Fixed #421 using dist.barrier

Pale-Blue-Dot-97 · Feb 6, 2024 · fc61c31 · fc61c31
1 parent 0a68baa
commit fc61c31
Showing 1 changed file with 48 additions and 9 deletions.
diff --git a/minerva/datasets/factory.py b/minerva/datasets/factory.py
@@ -185,26 +185,64 @@ def get_subdataset(
         universal_path(data_directory), sub_dataset_params["paths"]
     )
 
-    sub_dataset: Union[GeoDataset, NonGeoDataset]
+    sub_dataset: Optional[Union[GeoDataset, NonGeoDataset]]
 
     if cache or sub_dataset_params.get("cache_dataset"):
         this_hash = utils.make_hash(sub_dataset_params)
 
         cached_dataset_path = Path(CACHE_DIR) / f"{this_hash}.obj"
+        print(f"{cached_dataset_path=}")
+        print(f"{cached_dataset_path.exists()=}")
 
         if cached_dataset_path.exists():
+            print("\nLoad cached dataset")

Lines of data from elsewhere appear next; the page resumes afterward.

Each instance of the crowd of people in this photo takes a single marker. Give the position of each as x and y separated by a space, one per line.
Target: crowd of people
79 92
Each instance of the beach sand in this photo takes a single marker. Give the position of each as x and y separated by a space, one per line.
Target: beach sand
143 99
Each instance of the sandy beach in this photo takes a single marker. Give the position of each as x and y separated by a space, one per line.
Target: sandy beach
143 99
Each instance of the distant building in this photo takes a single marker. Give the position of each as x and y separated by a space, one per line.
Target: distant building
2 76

             sub_dataset = load_dataset_from_cache(cached_dataset_path)
 
         else:
-            sub_dataset = create_subdataset(
-                _sub_dataset,
-                sub_dataset_paths,
-                sub_dataset_params,
-                transformations,
-                sample_pairs=sample_pairs,
-            )
+            # Ensure that no conflicts from caching datasets made in multiple processes arises.

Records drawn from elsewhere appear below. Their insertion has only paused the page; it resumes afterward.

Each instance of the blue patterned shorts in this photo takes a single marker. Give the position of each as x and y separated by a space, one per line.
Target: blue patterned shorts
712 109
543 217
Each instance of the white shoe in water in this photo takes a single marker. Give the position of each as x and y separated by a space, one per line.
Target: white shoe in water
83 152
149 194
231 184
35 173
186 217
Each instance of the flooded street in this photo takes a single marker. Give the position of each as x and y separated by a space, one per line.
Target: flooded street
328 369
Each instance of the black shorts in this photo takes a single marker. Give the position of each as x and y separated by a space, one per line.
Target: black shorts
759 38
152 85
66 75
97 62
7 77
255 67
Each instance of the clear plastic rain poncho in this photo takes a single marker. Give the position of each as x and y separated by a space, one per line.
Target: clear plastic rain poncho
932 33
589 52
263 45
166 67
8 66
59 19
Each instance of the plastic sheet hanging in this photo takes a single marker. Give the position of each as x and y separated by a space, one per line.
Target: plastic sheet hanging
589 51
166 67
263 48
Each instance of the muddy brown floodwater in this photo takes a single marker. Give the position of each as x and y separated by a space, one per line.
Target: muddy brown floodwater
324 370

+            if dist.is_available() and dist.is_initialized():
+                # Get this process#s rank.
+                rank = dist.get_rank()
+
+                # Start a blocking action, ensuring only process 0 can create and cache the dataset.
+                # All other processes will wait till 0 is finished.
+                dist.barrier()
+
+                if rank == 0:
+                    print(f"\nCreating dataset on {rank}...")
+                    sub_dataset = create_subdataset(
+                        _sub_dataset,
+                        sub_dataset_paths,
+                        sub_dataset_params,
+                        transformations,
+                        sample_pairs=sample_pairs,
+                    )
+
+                    cache_dataset(sub_dataset, cached_dataset_path)
+
+                # Other processes wait...
+                else:
+                    sub_dataset = None
+
+                # End of blocking action.
+                dist.barrier()
+
+                # Now the other processes can load the newly created cached dataset from 0.
+                if rank != 0:
+                    print(f"\nLoading dataset from cache on {rank}")
+                    sub_dataset = load_dataset_from_cache(cached_dataset_path)
+
+            else:
+                print("\nCreating dataset...")
+                sub_dataset = create_subdataset(
+                    _sub_dataset,
+                    sub_dataset_paths,
+                    sub_dataset_params,
+                    transformations,
+                    sample_pairs=sample_pairs,
+                )
 
-            cache_dataset(sub_dataset, cached_dataset_path)
+                cache_dataset(sub_dataset, cached_dataset_path)
 
     else:
         sub_dataset = create_subdataset(
@@ -215,6 +253,7 @@ def get_subdataset(
             sample_pairs=sample_pairs,
         )
 
+    assert sub_dataset is not None
     return sub_dataset